3. Artificial Intelligence-Enabled Prediction of Heart Failure Risk From Single-Lead Electrocardiograms.
A noise-adapted AI model using lead I ECGs predicted new-onset HF across three multinational cohorts (N≈248,000), with C-statistics 0.72–0.83 and substantial improvements over PCP-HF and PREVENT scores (C-statistic gains ~0.07–0.11; IDI 0.068–0.205; NRI up to ~47%). Each 0.1 increase in model probability conferred 27–65% higher hazard, independent of clinical covariates.

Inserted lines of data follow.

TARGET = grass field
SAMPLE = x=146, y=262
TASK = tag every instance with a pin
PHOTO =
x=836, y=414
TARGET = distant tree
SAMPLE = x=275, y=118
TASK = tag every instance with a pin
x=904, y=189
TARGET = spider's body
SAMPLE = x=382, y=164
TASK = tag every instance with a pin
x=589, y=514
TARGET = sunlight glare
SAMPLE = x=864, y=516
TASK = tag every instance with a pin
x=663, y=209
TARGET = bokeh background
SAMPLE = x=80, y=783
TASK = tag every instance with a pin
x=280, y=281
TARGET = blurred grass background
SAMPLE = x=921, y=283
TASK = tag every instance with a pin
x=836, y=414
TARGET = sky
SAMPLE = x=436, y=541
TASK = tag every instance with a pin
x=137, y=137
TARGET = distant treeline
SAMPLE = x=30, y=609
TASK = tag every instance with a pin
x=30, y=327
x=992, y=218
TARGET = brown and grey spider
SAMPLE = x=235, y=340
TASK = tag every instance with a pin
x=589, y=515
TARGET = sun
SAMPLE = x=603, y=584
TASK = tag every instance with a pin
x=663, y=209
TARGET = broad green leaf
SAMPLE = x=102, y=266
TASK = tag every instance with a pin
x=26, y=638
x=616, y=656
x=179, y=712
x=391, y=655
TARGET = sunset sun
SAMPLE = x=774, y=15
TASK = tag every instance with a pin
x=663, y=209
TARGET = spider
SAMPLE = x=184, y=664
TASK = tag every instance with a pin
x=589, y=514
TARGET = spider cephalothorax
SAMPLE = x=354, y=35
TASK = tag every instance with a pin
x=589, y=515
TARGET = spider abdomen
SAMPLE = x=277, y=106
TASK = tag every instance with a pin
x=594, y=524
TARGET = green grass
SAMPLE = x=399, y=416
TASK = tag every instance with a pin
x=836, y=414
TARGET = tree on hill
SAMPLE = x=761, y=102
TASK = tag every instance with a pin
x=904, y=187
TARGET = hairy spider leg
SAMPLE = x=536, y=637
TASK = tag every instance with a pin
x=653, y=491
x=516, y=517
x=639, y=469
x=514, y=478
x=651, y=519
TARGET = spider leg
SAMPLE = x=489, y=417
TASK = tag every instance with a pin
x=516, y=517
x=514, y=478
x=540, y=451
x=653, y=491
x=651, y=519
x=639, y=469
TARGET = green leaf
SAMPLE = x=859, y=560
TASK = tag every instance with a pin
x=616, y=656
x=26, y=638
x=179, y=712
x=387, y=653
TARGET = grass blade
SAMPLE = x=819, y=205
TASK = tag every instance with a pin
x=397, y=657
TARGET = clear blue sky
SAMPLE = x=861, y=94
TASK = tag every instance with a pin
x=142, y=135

Impact: Demonstrates scalable HF risk prediction from single-lead ECG signals compatible with wearables, outperforming established risk scores and enabling community-level screening strategies.
Clinical Implications: AI-ECG could be integrated into primary care and wearable platforms to flag high-risk individuals for echocardiography/biomarker testing, earlier initiation of guideline-directed HF prevention (e.g., SGLT2 inhibitors), and targeted lifestyle interventions.
Key Findings
- Across YNHHS, UK Biobank, and ELSA-Brasil, AI-ECG discrimination for new-onset HF was 0.723, 0.736, and 0.828, respectively.
- Each 0.1 increase in model probability associated with a 27–65% higher hazard of incident HF independent of confounders.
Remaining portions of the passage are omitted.